To the Arctic follows a polar bear mother and her two cubs through a changing world. Image from MacGillivray Freeman Films.

Arctic drilling may not seem like something that affects most of us. After all, when was the last time you had a chance to dive into icy Arctic waters with walruses or follow polar bears across vast stretches of sea ice? But now, you can experience the Arctic from the comfort of a theater seat with “To the Arctic,” a new IMAX® movie by MacGillivray Freeman.

The film, narrated by Meryl Streep, follows a polar bear and her two cubs as they make their way through the rugged Arctic landscape. Along the way, you’ll see amazing images of our rapidly changing world, including stunning footage of wildlife, sweeping stretches of tundra, ghostly northern lights, and sculpted icebergs dotting the ocean.

But there are some things you shouldn’t see in the Arctic—like offshore drilling rigs. This summer, Shell is planning to drill for oil in the Beaufort and Chukchi seas off the north and west coasts of Alaska. Drilling for oil in this region would be incredibly risky. The Arctic Ocean is prone to hurricane-force storms, 20-foot swells, sea ice up to 25 feet thick, sub-zero temperatures and months-long darkness. Do these sound like prime conditions for responding to an emergency?

Exploration drilling—like the drilling proposed by Shell this summer—could be the first step toward rapid and unchecked development in the U.S. Arctic. Even if the initial operations go according to plan, Shell’s exploration drilling will bring increased pollution, noise, and air and vessel traffic to Arctic waters. And of course, things might not go as planned: offshore drilling could lead to a major oil spill that would devastate the Arctic ecosystem, people and wildlife. To date, oil and gas companies haven’t shown that they can effectively clean up a major oil spill in real-world Arctic conditions.

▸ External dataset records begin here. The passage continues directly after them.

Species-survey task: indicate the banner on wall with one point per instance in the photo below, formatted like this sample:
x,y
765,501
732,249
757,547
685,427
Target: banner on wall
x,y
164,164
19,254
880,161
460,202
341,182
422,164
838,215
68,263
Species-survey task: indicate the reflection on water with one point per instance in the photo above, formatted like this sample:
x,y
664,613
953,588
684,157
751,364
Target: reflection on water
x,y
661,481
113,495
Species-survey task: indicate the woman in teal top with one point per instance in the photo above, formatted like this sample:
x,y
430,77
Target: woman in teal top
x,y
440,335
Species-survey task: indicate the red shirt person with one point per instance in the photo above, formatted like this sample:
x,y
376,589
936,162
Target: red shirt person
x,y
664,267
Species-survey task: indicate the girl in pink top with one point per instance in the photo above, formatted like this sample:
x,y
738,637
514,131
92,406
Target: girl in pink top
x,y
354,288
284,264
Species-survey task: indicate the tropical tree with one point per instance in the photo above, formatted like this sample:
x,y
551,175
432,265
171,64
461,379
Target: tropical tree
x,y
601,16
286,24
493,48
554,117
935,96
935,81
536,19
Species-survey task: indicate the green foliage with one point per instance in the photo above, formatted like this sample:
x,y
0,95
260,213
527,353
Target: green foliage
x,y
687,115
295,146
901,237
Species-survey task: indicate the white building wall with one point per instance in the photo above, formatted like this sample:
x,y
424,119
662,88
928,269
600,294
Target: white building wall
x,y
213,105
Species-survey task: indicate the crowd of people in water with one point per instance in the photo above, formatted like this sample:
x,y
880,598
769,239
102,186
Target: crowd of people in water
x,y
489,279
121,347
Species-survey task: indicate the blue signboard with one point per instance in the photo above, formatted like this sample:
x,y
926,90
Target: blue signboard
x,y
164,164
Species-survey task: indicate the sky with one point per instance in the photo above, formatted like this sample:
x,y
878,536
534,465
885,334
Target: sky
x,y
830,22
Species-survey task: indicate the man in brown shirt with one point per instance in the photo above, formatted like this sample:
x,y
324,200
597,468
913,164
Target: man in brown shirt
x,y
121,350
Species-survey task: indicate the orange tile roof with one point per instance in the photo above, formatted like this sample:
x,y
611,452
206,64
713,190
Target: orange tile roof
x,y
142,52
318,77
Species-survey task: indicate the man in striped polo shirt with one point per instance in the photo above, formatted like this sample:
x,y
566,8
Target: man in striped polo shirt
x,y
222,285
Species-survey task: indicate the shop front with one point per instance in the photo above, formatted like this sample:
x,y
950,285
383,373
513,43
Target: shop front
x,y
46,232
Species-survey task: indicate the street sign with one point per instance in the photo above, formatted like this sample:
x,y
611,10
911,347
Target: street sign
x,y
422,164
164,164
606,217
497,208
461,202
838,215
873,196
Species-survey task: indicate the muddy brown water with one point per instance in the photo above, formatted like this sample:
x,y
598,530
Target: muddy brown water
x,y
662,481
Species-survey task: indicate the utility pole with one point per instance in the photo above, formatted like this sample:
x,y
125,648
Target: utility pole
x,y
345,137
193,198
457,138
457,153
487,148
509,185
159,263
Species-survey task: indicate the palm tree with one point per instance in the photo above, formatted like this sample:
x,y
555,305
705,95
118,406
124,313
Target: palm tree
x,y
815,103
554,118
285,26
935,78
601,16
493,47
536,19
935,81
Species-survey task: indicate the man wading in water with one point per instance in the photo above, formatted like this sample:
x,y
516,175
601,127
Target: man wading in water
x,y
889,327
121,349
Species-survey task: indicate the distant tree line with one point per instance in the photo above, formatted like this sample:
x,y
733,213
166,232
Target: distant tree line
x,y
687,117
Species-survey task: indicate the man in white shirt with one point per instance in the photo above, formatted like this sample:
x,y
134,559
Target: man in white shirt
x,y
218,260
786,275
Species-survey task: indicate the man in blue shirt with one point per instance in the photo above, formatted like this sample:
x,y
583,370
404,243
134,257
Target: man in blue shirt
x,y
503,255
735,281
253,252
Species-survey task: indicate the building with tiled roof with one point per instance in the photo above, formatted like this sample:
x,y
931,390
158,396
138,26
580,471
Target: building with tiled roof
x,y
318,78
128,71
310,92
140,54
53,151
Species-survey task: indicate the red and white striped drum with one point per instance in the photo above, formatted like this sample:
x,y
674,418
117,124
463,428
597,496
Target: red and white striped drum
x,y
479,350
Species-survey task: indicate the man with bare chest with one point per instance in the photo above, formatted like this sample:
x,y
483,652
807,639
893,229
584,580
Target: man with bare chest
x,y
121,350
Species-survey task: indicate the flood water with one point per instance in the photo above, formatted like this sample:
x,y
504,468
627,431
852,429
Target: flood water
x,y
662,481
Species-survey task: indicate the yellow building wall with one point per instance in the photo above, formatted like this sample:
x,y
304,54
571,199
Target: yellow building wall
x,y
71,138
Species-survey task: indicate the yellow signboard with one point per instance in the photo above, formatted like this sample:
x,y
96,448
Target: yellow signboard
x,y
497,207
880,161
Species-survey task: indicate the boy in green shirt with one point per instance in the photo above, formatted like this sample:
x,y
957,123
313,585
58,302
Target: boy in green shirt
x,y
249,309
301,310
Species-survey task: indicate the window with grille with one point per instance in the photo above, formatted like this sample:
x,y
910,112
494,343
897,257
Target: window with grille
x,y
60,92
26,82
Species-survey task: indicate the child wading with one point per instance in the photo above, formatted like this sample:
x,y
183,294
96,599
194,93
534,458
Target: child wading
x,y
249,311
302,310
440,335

Given the risks, now is not the time to allow exploration drilling in the Beaufort and Chukchi seas. Instead of giving the green light to drilling in the Arctic, the government should focus on identifying and protecting areas in the ocean that are especially important for wildlife and indigenous people. According to a recent U.S. Geological Survey report, there are still major gaps in our scientific understanding of the Arctic Ocean. We should have a research and monitoring plan designed to fill those gaps before drilling goes forward. And industry operators must demonstrate their ability to respond effectively to a large oil spill in real-world Arctic conditions. We still have a chance to get it right in the Arctic, but we need to slow down, do research, and put in place scientifically sound solutions.